Given a sorted array of integers, find the starting and ending position of a given target value.
Your algorithm's runtime complexity must be in the order of O(log n).
If the target is not found in the array, return [-1, -1].
For example,
Given [5, 7, 7, 8, 8, 10] and target value 8,
return [3, 4].
题目大意:给定一个排序的数组和一个目标数,寻找该目标数在数组中出现的首尾位置。如题中例子,8在数组中是第3、4个。

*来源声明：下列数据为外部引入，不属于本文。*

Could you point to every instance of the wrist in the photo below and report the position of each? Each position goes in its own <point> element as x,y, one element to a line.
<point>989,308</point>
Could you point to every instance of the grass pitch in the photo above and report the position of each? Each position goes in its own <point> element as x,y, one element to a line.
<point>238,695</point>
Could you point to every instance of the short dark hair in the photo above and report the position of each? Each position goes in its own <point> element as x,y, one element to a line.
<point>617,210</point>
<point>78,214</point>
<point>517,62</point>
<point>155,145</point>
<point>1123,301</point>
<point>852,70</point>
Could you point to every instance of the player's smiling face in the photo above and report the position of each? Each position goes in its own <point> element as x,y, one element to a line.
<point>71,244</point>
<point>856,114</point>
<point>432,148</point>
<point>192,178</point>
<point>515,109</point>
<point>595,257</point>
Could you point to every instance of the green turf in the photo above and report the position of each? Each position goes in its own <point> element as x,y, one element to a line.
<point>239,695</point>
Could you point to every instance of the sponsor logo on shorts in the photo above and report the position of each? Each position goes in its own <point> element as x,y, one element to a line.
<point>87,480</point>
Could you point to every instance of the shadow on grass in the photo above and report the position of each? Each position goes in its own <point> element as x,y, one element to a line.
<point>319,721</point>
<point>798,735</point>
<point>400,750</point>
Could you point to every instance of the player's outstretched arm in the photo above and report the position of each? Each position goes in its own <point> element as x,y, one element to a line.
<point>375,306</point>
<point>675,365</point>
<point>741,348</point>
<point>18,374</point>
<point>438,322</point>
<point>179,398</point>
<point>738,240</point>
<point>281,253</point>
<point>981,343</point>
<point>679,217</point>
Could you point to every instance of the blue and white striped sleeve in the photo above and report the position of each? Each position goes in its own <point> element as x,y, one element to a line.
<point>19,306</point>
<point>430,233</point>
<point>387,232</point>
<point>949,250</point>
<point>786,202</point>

思路:排序数组->二分查找。如果nums[mid] > target 那么end需要变为mid-1;如果nums[mid] < target,那么begin需要变为mid+1;如果nums[mid]==target,那么首尾值肯定是在左右两边,注意边界处理。
class Solution {
public:
vector<int> searchRange(vector<int>& nums, int target) {
int begin = 0;
int end = nums.size()-1;
vector<int> result;
while(nums[begin] <= nums[end]){
int mid = (begin+end)/2;
if(nums[mid] == target){
begin = mid ;
while(nums[begin] == target && begin>=0){
--begin;
}
result.push_back(begin+1);
end = mid;
while(nums[end] == target && end <= nums.size()-1){
++end;
}
result.push_back(end-1);
return result;
}
else if(nums[mid] < target){
begin = mid + 1;
}
else if(nums[mid] > target){
end = mid -1;
}
}
result.push_back(-1);
result.push_back(-1);
return result;
}
};leetcode编译通过。